Science based, no woo (rare in a pregnancy/birth book), straightforward and full of the reality of pregnancy, birth and small children. We specialise in hard to find and international magazine titles including Apartamento, L'Étiquette, Popeye and Gentlewoman along with a range of fiction and non-fiction books from a wide range of independent publishers. Excellent multidisciplinary discussion of modern motherhood, weaving together threads of insight from fields as disparate as ecology, economics, human biology, plant and animal biology, politics, psychology, and modern legal and social realities for new mothers.How can this be, Lucy Jones asks, when it is “a transition that involves a whole spectrum of emotional and existential ruptures”? Initially I felt they jarred with the body of the work, which follows Jones’s journey into motherhood and is divided according to a series of themes, including birth, the brain, sleep and society. There is a trap for any critic reviewing books about motherhood who is also a mother: the trap of “this is not how it was for me”. I think had I read this whilst pregnant it would have made me feel rather fearful of early motherhood, whereas I think if you do have a fantastic support network around you, you are able to focus on the more joyous elements of mothering.

I find myself inwardly cheering at one point when another mother describes how “insipid/idealistic portrayals of motherhood made me less interested in it as a young person. However, even if you've had a straightforward birth and received support for childcare, every woman (not just mothers) can relate to the stories in this book. We don’t properly recognise “the psychological and physiological significance of becoming a mother: how it affects the brain, the endocrine system, cognition, immunity, the psyche, the microbiome, the sense of self”.I bought this after hearing Lucy Jones speak on a podcast and so many of her views and experiences of matrescence reflected my own. Around halfway through the book, I kept thinking, ‘please give me the good side that makes this all worth it. She previously worked at NME and the Daily Telegraph, and her writing on culture, science and nature has been published in GQ, BBC Wildlife, The Sunday Times, the Guardian and the New Statesman.

The Times and Telegraph named it a book of the year (2020) and the paperback became a Times' bestseller (2021). The book effectively emphasizes that you are not alone, it's not your fault, and what you're experiencing is entirely normal.I have to say, I wouldn’t read this book until after you’ve become a mum—her birth stories and descriptions of early motherhood and caring for a tiny human may very well put you off of having children! A phrase far too often used, but this is ‘essential reading’ for everyone - not just mothers or fathers or care-givers, but everyone. It is] wide-ranging in its scope, packed with statistics about mental health, new studies on the rewiring of women's brains after childbirth and the presence of foetal cells in our bodies . Moving from the early stages of her pregnancy to her eldest child’s first day at school, she describes how the mother’s brain literally changes shape’.

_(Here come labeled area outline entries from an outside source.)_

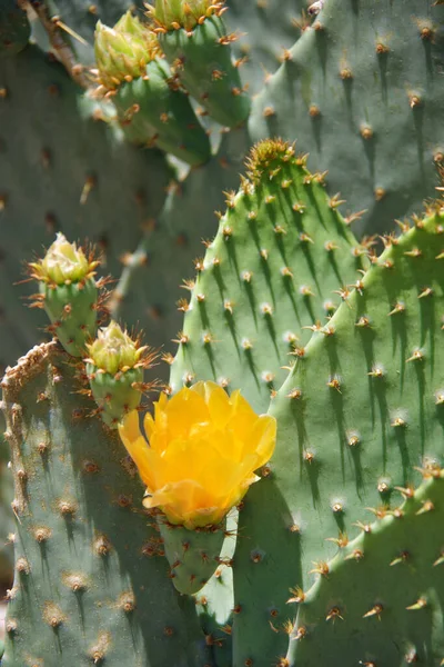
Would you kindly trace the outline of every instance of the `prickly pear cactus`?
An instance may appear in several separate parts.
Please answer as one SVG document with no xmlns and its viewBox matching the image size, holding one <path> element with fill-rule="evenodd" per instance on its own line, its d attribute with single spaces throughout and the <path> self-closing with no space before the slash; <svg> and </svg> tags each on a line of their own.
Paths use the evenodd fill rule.
<svg viewBox="0 0 444 667">
<path fill-rule="evenodd" d="M 27 46 L 30 34 L 27 12 L 19 0 L 1 0 L 0 57 L 20 52 Z"/>
<path fill-rule="evenodd" d="M 250 540 L 239 540 L 234 555 L 234 603 L 249 608 L 234 616 L 240 664 L 284 656 L 289 588 L 306 590 L 311 573 L 325 575 L 323 564 L 365 532 L 372 511 L 390 514 L 396 491 L 408 497 L 418 467 L 442 465 L 443 222 L 436 205 L 385 239 L 387 249 L 314 332 L 272 401 L 276 452 L 245 498 L 239 531 Z M 251 627 L 262 627 L 263 641 Z"/>
<path fill-rule="evenodd" d="M 191 299 L 180 302 L 184 327 L 169 359 L 173 391 L 211 378 L 242 387 L 266 409 L 289 354 L 299 354 L 365 266 L 365 248 L 337 212 L 341 202 L 305 162 L 279 140 L 251 151 L 246 178 L 238 193 L 228 192 L 218 235 L 195 262 L 196 280 L 185 285 Z"/>
<path fill-rule="evenodd" d="M 68 350 L 2 381 L 4 667 L 438 667 L 443 3 L 128 4 L 0 0 L 1 362 L 42 336 L 23 259 Z M 171 365 L 144 430 L 135 322 Z"/>
<path fill-rule="evenodd" d="M 2 381 L 20 519 L 2 665 L 209 665 L 135 469 L 74 372 L 51 342 Z"/>
</svg>

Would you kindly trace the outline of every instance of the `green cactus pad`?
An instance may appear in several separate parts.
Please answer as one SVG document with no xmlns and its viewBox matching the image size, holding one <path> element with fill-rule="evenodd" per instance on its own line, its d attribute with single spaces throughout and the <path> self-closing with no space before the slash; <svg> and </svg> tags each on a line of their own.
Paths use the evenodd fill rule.
<svg viewBox="0 0 444 667">
<path fill-rule="evenodd" d="M 183 86 L 222 126 L 238 127 L 250 113 L 250 98 L 233 63 L 230 36 L 221 17 L 211 16 L 188 32 L 159 33 L 168 61 Z"/>
<path fill-rule="evenodd" d="M 188 530 L 158 519 L 171 578 L 179 593 L 193 595 L 212 577 L 220 564 L 224 526 Z"/>
<path fill-rule="evenodd" d="M 425 474 L 395 515 L 365 519 L 325 564 L 299 605 L 289 667 L 442 664 L 444 479 L 438 469 Z"/>
<path fill-rule="evenodd" d="M 384 233 L 434 196 L 443 21 L 434 0 L 327 0 L 253 101 L 252 139 L 297 137 L 332 191 L 366 209 L 361 232 Z"/>
<path fill-rule="evenodd" d="M 171 386 L 213 379 L 265 410 L 282 366 L 334 311 L 333 291 L 353 281 L 365 250 L 329 200 L 322 175 L 281 141 L 259 143 L 249 179 L 228 193 L 228 210 L 196 262 Z M 341 258 L 341 259 L 340 259 Z"/>
<path fill-rule="evenodd" d="M 4 99 L 0 94 L 3 372 L 44 338 L 48 322 L 42 310 L 23 307 L 23 299 L 36 291 L 36 285 L 21 282 L 23 260 L 51 245 L 60 230 L 69 239 L 99 243 L 102 271 L 119 276 L 120 257 L 138 246 L 142 228 L 162 207 L 171 170 L 159 151 L 139 150 L 87 115 L 81 89 L 60 63 L 32 44 L 2 60 L 0 90 L 6 93 Z M 10 127 L 20 127 L 21 133 L 10 132 Z M 171 242 L 169 255 L 173 251 Z M 195 250 L 178 248 L 178 252 L 191 262 Z M 181 275 L 179 270 L 172 281 L 176 291 Z M 170 300 L 173 305 L 174 296 Z M 141 311 L 134 312 L 130 325 L 140 318 Z M 170 325 L 172 332 L 176 319 Z M 160 331 L 153 344 L 159 346 L 168 337 L 172 335 Z"/>
<path fill-rule="evenodd" d="M 18 0 L 0 0 L 0 57 L 19 53 L 28 44 L 31 27 Z"/>
<path fill-rule="evenodd" d="M 137 470 L 73 376 L 49 344 L 2 381 L 17 515 L 2 667 L 212 666 L 141 508 Z"/>
<path fill-rule="evenodd" d="M 233 567 L 245 611 L 234 618 L 239 664 L 284 656 L 289 588 L 306 588 L 313 563 L 354 537 L 364 508 L 390 505 L 396 487 L 421 478 L 416 466 L 443 460 L 444 211 L 431 207 L 407 227 L 385 239 L 272 404 L 271 471 L 240 512 L 249 540 L 238 541 Z"/>
<path fill-rule="evenodd" d="M 82 357 L 97 331 L 99 290 L 94 279 L 84 285 L 40 286 L 52 330 L 70 355 Z"/>
</svg>

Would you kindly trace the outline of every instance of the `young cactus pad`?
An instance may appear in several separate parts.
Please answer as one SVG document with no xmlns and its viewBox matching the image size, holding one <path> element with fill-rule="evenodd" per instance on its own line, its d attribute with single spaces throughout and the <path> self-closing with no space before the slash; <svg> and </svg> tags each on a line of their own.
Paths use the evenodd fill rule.
<svg viewBox="0 0 444 667">
<path fill-rule="evenodd" d="M 379 516 L 396 489 L 408 495 L 421 479 L 417 466 L 443 461 L 442 205 L 402 227 L 272 402 L 271 474 L 240 512 L 240 535 L 250 540 L 238 540 L 233 567 L 234 604 L 249 608 L 234 618 L 238 664 L 285 655 L 287 637 L 270 629 L 268 610 L 283 629 L 293 613 L 289 588 L 306 590 L 310 573 L 322 575 L 337 547 L 365 530 L 366 508 Z"/>
<path fill-rule="evenodd" d="M 224 2 L 157 0 L 149 11 L 167 59 L 191 96 L 218 122 L 238 127 L 250 113 L 250 98 L 233 61 L 222 13 Z"/>
<path fill-rule="evenodd" d="M 34 348 L 2 387 L 17 518 L 2 667 L 213 667 L 137 470 L 90 416 L 69 357 Z"/>
<path fill-rule="evenodd" d="M 39 281 L 34 307 L 44 308 L 51 320 L 50 331 L 73 357 L 81 357 L 87 342 L 95 336 L 100 282 L 94 279 L 99 261 L 93 253 L 70 243 L 62 233 L 43 259 L 29 263 Z"/>
<path fill-rule="evenodd" d="M 363 517 L 366 529 L 296 591 L 289 667 L 443 664 L 444 474 L 423 474 L 401 507 Z"/>
<path fill-rule="evenodd" d="M 260 142 L 198 278 L 172 362 L 173 391 L 194 378 L 242 388 L 266 410 L 282 369 L 341 302 L 337 292 L 365 266 L 362 248 L 329 199 L 321 173 L 279 140 Z M 336 290 L 336 291 L 335 291 Z M 319 325 L 321 327 L 321 325 Z"/>
<path fill-rule="evenodd" d="M 128 139 L 158 146 L 198 166 L 210 140 L 163 59 L 157 36 L 128 11 L 114 28 L 95 29 L 99 94 L 108 92 Z"/>
<path fill-rule="evenodd" d="M 99 329 L 87 346 L 87 376 L 103 421 L 113 428 L 141 401 L 143 369 L 152 366 L 155 352 L 141 347 L 117 323 Z"/>
</svg>

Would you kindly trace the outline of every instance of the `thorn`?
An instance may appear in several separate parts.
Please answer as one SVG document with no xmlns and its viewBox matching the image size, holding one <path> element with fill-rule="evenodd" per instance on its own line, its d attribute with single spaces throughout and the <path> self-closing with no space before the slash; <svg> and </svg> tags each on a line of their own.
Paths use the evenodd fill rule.
<svg viewBox="0 0 444 667">
<path fill-rule="evenodd" d="M 431 297 L 433 295 L 433 289 L 431 287 L 424 287 L 421 293 L 417 296 L 418 299 L 424 299 L 425 297 Z"/>
<path fill-rule="evenodd" d="M 353 549 L 349 556 L 345 556 L 344 560 L 356 560 L 357 563 L 364 558 L 364 551 L 361 549 Z"/>
<path fill-rule="evenodd" d="M 402 496 L 407 500 L 413 498 L 415 495 L 415 489 L 412 486 L 408 487 L 394 487 L 395 491 L 400 491 Z"/>
<path fill-rule="evenodd" d="M 296 588 L 290 588 L 290 593 L 292 594 L 293 597 L 291 597 L 286 600 L 287 605 L 291 605 L 293 603 L 302 604 L 305 601 L 305 594 L 302 590 L 302 588 L 300 588 L 299 586 L 296 586 Z"/>
<path fill-rule="evenodd" d="M 329 565 L 325 560 L 320 560 L 319 563 L 313 563 L 314 568 L 310 570 L 311 575 L 321 575 L 322 577 L 326 577 L 330 573 Z"/>
<path fill-rule="evenodd" d="M 397 301 L 395 303 L 395 307 L 393 308 L 393 310 L 391 310 L 391 312 L 389 312 L 389 317 L 392 315 L 397 315 L 398 312 L 404 312 L 405 311 L 405 303 L 403 301 Z"/>
<path fill-rule="evenodd" d="M 336 389 L 336 391 L 339 394 L 342 394 L 342 391 L 341 391 L 341 381 L 340 381 L 340 379 L 337 377 L 331 378 L 327 381 L 326 386 L 330 387 L 331 389 Z"/>
<path fill-rule="evenodd" d="M 341 192 L 336 192 L 336 195 L 333 195 L 333 197 L 331 197 L 331 199 L 329 201 L 329 206 L 331 209 L 336 209 L 342 203 L 346 202 L 345 199 L 340 199 L 340 197 L 341 197 Z"/>
<path fill-rule="evenodd" d="M 333 623 L 336 620 L 336 618 L 340 618 L 341 620 L 344 620 L 344 618 L 341 616 L 341 609 L 339 607 L 332 607 L 329 611 L 329 614 L 325 617 L 325 620 L 332 620 Z"/>
<path fill-rule="evenodd" d="M 396 558 L 394 558 L 390 565 L 391 566 L 400 565 L 402 563 L 406 563 L 408 559 L 410 559 L 408 551 L 401 551 L 401 554 L 398 556 L 396 556 Z"/>
<path fill-rule="evenodd" d="M 349 544 L 349 537 L 346 532 L 340 532 L 339 537 L 326 537 L 325 541 L 335 544 L 340 549 L 343 549 Z"/>
<path fill-rule="evenodd" d="M 410 607 L 405 607 L 408 611 L 416 611 L 418 609 L 424 609 L 427 606 L 427 600 L 424 597 L 420 597 L 416 603 L 410 605 Z"/>
<path fill-rule="evenodd" d="M 377 620 L 381 620 L 381 614 L 383 613 L 383 610 L 384 607 L 382 605 L 375 605 L 370 609 L 370 611 L 364 614 L 363 618 L 371 618 L 372 616 L 377 616 Z"/>
<path fill-rule="evenodd" d="M 363 532 L 366 532 L 367 535 L 370 532 L 372 532 L 372 526 L 370 524 L 363 524 L 362 521 L 356 521 L 355 524 L 352 524 L 352 526 L 356 526 L 356 528 L 360 528 Z"/>
<path fill-rule="evenodd" d="M 440 557 L 433 564 L 433 567 L 436 567 L 437 565 L 444 565 L 444 549 L 441 551 Z"/>
<path fill-rule="evenodd" d="M 406 362 L 408 361 L 423 361 L 424 360 L 424 355 L 420 349 L 416 349 L 413 351 L 412 356 L 408 357 L 408 359 L 406 359 Z"/>
</svg>

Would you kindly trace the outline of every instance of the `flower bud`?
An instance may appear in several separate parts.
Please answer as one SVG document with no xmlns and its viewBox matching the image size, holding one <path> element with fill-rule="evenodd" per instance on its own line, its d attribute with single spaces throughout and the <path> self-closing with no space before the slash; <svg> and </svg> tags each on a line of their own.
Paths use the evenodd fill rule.
<svg viewBox="0 0 444 667">
<path fill-rule="evenodd" d="M 142 391 L 148 388 L 143 369 L 155 354 L 141 347 L 114 321 L 100 329 L 87 348 L 89 357 L 84 361 L 92 396 L 102 420 L 115 428 L 127 412 L 140 405 Z"/>
<path fill-rule="evenodd" d="M 113 321 L 99 329 L 97 339 L 87 347 L 91 362 L 110 375 L 134 368 L 145 350 Z"/>
<path fill-rule="evenodd" d="M 160 53 L 155 34 L 130 11 L 114 28 L 98 21 L 94 39 L 100 82 L 108 89 L 143 77 L 147 64 Z"/>
<path fill-rule="evenodd" d="M 163 30 L 190 31 L 205 18 L 219 16 L 223 6 L 215 0 L 155 0 L 154 6 L 148 4 L 148 13 Z"/>
<path fill-rule="evenodd" d="M 39 280 L 54 285 L 69 285 L 89 278 L 98 263 L 89 260 L 81 248 L 70 243 L 59 232 L 43 259 L 31 263 L 30 267 Z"/>
</svg>

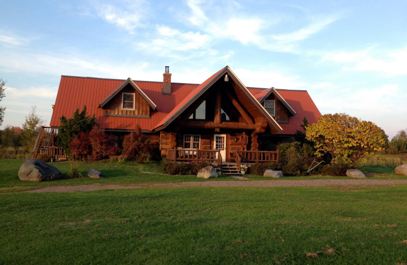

Absolutely agree we need to value mothers more as a society and I found lots of the scientific information extremely interesting. A radical new examination of the transition into motherhood and how it affects the mind, brain and body. It goes to the very foundational values of our society and how we perceive and value the vital work of raising the next generation. I would advise against reading it during pregnancy if you're someone who prefers to focus on the positive side of things.Her first book, Foxes Unearthed, was celebrated for its 'brave, bold and honest' (Chris Packham) account of our relationship with the fox, winning the Society of Authors' Roger Deakin Award 2015.